Quisera agora, depois de romper as cascas de todas as casas, olhar-te bem nos olhos, como um marinheiro que, admirado, avista a lua, para descobrir que, por detrás do olho, ainda mora uma centelha pronta e alucinante para arder em brasa.
Quisera agora, depois de tudo isso, simplesmente abrir a porta como quem invade a vida e beijar a sua boca, calorosa e urgentemente. Urgente, como quem tem todo o tempo que ainda não gastou para perder com você, mas que sabe que ao teu lado, uma vida inteira será sempre insuficiente.
Gli Amanti Azzurri - Marc Chagall

segunda-feira, 17 de outubro de 2011

Sobre dizer silêncios

Hoje senti uma felicidade perigosa e achei por demais conveniente vir aqui lhe escrever.  Eu não sei bem como começar e nem o que dizer, pois o que eu queria mesmo, na verdade, é te dizer sem falar nada. Será que isso é possível? Deu vontade de falar um monte, de como eu me sinto, de como eu te gosto, de como a gente se dá bem, mas achei que escrever isso tudo faria com que o mistério perdesse um pouco da magia. E essa é a última coisa que eu quero que você sinta nestas linhas: falta da magia.
Podem não ser as mais bonitas que você já tenha lido, nem as com as melhores palavras ou as que mais respeitem a concordância gramatical, mas tenha certeza de que foram as primeiras que vieram e isso, meu bem, merece um pouco de consideração.
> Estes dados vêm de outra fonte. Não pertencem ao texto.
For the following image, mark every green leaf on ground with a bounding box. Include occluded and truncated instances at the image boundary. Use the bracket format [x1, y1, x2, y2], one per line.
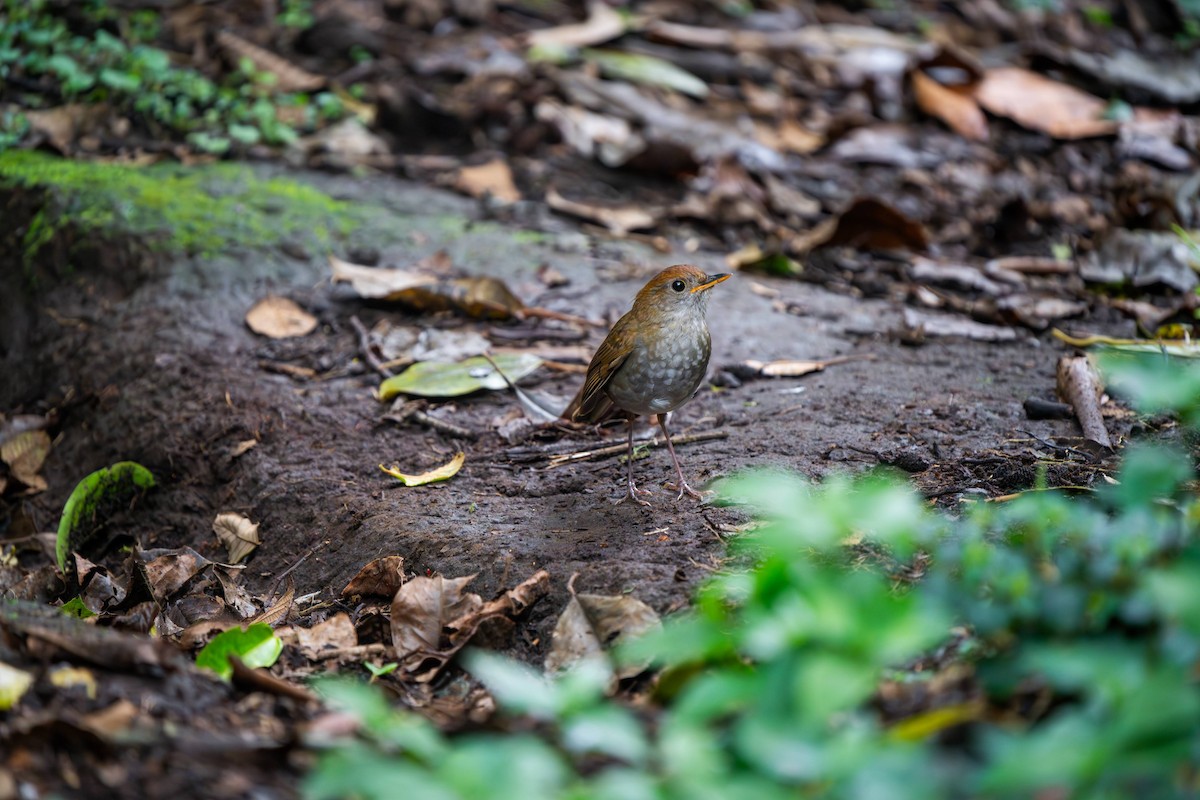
[54, 461, 155, 572]
[580, 49, 708, 97]
[379, 353, 541, 402]
[196, 622, 283, 680]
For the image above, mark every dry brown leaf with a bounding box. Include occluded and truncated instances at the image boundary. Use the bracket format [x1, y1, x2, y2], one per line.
[388, 275, 524, 319]
[755, 120, 826, 156]
[391, 575, 484, 661]
[79, 698, 142, 741]
[212, 511, 262, 564]
[217, 30, 325, 92]
[742, 356, 865, 378]
[1055, 355, 1112, 450]
[454, 158, 521, 203]
[246, 295, 317, 339]
[904, 308, 1021, 342]
[0, 429, 50, 492]
[546, 186, 659, 236]
[974, 67, 1117, 139]
[546, 579, 662, 678]
[246, 576, 296, 626]
[329, 255, 437, 300]
[144, 547, 212, 603]
[912, 70, 988, 142]
[212, 565, 259, 620]
[229, 439, 258, 458]
[342, 555, 404, 597]
[391, 570, 550, 682]
[526, 1, 625, 48]
[292, 612, 359, 658]
[787, 198, 929, 255]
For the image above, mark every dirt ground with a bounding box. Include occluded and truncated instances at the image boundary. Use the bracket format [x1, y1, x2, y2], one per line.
[0, 165, 1116, 796]
[0, 163, 1104, 618]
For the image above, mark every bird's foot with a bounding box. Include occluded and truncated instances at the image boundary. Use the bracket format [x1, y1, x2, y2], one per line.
[667, 481, 713, 503]
[617, 479, 654, 506]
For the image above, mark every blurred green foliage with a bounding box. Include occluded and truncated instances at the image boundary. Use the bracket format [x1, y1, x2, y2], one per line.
[0, 0, 346, 155]
[306, 356, 1200, 800]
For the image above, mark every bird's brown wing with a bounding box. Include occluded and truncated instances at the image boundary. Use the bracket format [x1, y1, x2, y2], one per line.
[563, 314, 630, 422]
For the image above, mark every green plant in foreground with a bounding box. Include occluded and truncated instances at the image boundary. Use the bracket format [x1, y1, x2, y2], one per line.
[306, 352, 1200, 799]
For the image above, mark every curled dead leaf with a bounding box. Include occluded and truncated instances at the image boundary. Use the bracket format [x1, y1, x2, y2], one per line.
[246, 295, 317, 339]
[455, 158, 521, 203]
[974, 67, 1117, 139]
[546, 577, 662, 679]
[1055, 355, 1112, 450]
[0, 428, 50, 492]
[379, 451, 467, 486]
[342, 555, 404, 597]
[526, 1, 625, 48]
[212, 511, 262, 564]
[391, 575, 484, 662]
[912, 70, 988, 142]
[546, 186, 659, 236]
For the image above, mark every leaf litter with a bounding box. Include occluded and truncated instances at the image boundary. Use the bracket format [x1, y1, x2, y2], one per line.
[0, 4, 1196, 796]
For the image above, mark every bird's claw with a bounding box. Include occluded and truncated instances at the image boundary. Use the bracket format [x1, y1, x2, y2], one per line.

Fui deixando vir e passando direto para cá, sem editar palavra alguma, sem ajeitar vírgula depois, sem procurar sinônimo no dicionário, pois eu sei que a vida já é muito romanceada e pelo menos na ficção eu espero um pouco de realidade.
Espero que me perdoe o desatino de lhe escrever esse começo descomeçado e com essa pretensão toda de lhe falar pelo incomunicável sentimento que gerou as palavras. Se você lesse e me perguntasse depois o que eu pretendi, responderia exatamente isso: pretendi te guiar pelo que antecede a palavra.
Pense num lindo jardim, com todo tipo de flores e cheiros, incluindo as que você mais gosta. Imagine que dessa imensidão verde-roxa-avermelhada, é possível ver uma de aparência estranha, que não nos mostra direito se está brotando ou se pondo. Pois bem, você foi até ela e, quando inspirou, sentiu um cheiro único, que nunca havia vivenciado antes. Agora você está a me contar essa experiência, mas tentando me falar não do que você sentiu com o cheiro, mas do que antecede a sua sensação do cheiro, que é, senão, o cheiro em si. Entende? Essa é a minha vontade, mas eu reconheço que a esta altura esteja confundindo até a mim. Isso é um tanto por conta do nosso acordo lá no início, que foi o de deixar as palavras escapulirem pelo vento, sem botar tela na janela. Escrever assim, com uma letra puxando a outra pela mão.
Movido por tanto sentimento, podia ter sido um texto mais bonito, você dirá. E eu reconheço. Mas nem tudo que eu quis lhe dizer está aí escrito e eu espero, ansiosamente, que você saiba ler as entrelinhas. Tudo que eu pude escrever, eu escrevi. Depois do ponto final, ainda haverá texto. Será que você vai saber me enxergar depois da curva? Pois bem, até breve. Vou escrever silêncios agora.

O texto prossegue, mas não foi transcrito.